A lot of critics have pointed to Honor Among Thieves as a Marvel riff because it’s an action-comedy fantasy movie instead of a dramatic fantasy movie, and Disney owns that genre now instead of just properties that use it, I guess, but the Marvel-y sarcasm is much less appealing than the genuine treatment of most of the world elements. The Red Wizards are really scary, and paladin Xenk Yendar (Regé-Jean Page) really feels like the inspiring presence he’s supposed to be within the film world.

The movie is a Marvel riff in the extent that it’s mostly a cartoon, and you can really feel the 2023-era filmmaking, especially in the long one-shots of druid Doric (Sophia Lillis) shapeshifting her way out of jams. Many action scenes turn into an almost completely animated sequence with a coked-out spinning camera, but not all of them, and its easier to follow than it might have been. I generally dislike that type of camera movement, but the choreography and blocking within it is clean enough that most everything is still visible and understandable while translating that feeling of everybody doing their own thing to screen.
The “nice guy” storyline with Simon Aumar (Justice Smith) as he makes eyes at Doric is annoying, but it’s encouraging to see a version of this story that’s free of emotional manipulation and self-pity and more honest about what people actually find attractive in each other. His attraction to Doric lifts completely out of Aumar’s arc of working through his inferiority complex and learning to operate within his limits while also expanding them, and Doric seems mostly disinterested even when she decides to give him a shot.
Dungeons & Dragons: Honor Among Thieves released a week after the surprisingly popular John Wick: Chapter 4 and a week ahead of The Super Mario Bros. Movie, which is an unfortunate spot to hang out in.
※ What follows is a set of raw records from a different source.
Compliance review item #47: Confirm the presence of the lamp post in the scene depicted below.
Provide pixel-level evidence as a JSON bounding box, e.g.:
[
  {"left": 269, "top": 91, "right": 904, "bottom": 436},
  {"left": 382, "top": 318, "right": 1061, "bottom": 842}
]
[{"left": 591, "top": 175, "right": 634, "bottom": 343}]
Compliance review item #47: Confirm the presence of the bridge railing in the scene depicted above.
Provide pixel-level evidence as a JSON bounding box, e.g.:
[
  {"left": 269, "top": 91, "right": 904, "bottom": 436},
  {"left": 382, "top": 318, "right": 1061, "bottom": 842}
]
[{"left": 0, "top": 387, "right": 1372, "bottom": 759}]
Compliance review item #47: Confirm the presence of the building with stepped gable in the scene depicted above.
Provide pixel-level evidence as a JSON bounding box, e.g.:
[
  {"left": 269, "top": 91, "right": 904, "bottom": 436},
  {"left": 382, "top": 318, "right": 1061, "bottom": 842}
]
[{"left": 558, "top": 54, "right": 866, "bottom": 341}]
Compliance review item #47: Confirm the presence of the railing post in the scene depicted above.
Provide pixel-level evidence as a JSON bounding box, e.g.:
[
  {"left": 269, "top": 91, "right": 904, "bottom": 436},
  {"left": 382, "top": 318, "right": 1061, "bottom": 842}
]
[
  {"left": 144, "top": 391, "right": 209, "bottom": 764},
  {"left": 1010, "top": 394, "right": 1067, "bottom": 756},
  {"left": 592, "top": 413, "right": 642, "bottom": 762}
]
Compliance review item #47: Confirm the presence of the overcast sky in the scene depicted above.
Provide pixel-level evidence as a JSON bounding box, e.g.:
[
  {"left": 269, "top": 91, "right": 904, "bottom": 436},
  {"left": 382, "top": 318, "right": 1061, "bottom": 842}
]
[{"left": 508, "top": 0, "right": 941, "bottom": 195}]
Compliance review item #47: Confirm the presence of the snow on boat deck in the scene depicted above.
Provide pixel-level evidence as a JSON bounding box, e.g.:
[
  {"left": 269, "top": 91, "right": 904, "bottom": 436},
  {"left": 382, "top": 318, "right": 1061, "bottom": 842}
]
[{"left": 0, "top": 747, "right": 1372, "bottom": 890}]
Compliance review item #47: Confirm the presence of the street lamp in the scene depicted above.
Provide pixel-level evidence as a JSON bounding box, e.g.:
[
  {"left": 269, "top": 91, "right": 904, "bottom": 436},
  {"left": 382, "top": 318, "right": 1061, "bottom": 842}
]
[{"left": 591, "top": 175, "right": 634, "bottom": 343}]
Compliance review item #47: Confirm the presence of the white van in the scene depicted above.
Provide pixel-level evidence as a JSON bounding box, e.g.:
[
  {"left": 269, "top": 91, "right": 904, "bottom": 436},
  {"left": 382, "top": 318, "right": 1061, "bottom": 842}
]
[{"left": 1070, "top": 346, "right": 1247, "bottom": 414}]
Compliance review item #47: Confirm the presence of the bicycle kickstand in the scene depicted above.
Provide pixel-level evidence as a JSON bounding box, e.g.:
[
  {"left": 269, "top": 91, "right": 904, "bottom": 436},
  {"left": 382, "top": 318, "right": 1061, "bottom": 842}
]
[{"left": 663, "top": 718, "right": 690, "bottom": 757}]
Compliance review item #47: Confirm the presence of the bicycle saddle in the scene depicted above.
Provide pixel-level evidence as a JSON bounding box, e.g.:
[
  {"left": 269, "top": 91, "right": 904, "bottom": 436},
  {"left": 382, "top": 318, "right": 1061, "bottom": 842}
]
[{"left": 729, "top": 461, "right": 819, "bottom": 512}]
It ground its way above $100 million internationally, more than half of its $195 million worldwide haul as of this writing, and that’s not great against a $150 million production budget, but there are positive enough signs that someone who really wants this to be a gravy train could move forward with a cheaper, more internationally oriented approach. A lot of stuffed suits really, really wanted this movie to happen, and they’re going to want it to happen again even if this one wasn’t a smashing success.
The game lends itself naturally to an anthology approach, so it’d be nice to see this take real advantage of the Marvel model – that is, the rise in serialized storytelling at the movies lowering expectations and allowing several different productions to tell several different stories at once while cross-promoting each other. A world with a major Dungeons & Dragons movie every quarter, all of which have different tones and settings and stars and hopefully don’t become so inbred that people feel like they need to watch them all, is a better world than the MCU-dominated one we live in today.
So I can cope with this movie and I can see a future where it’s the patriarch of a broad franchise that I can also cope with, but we’ll see what actually comes to pass.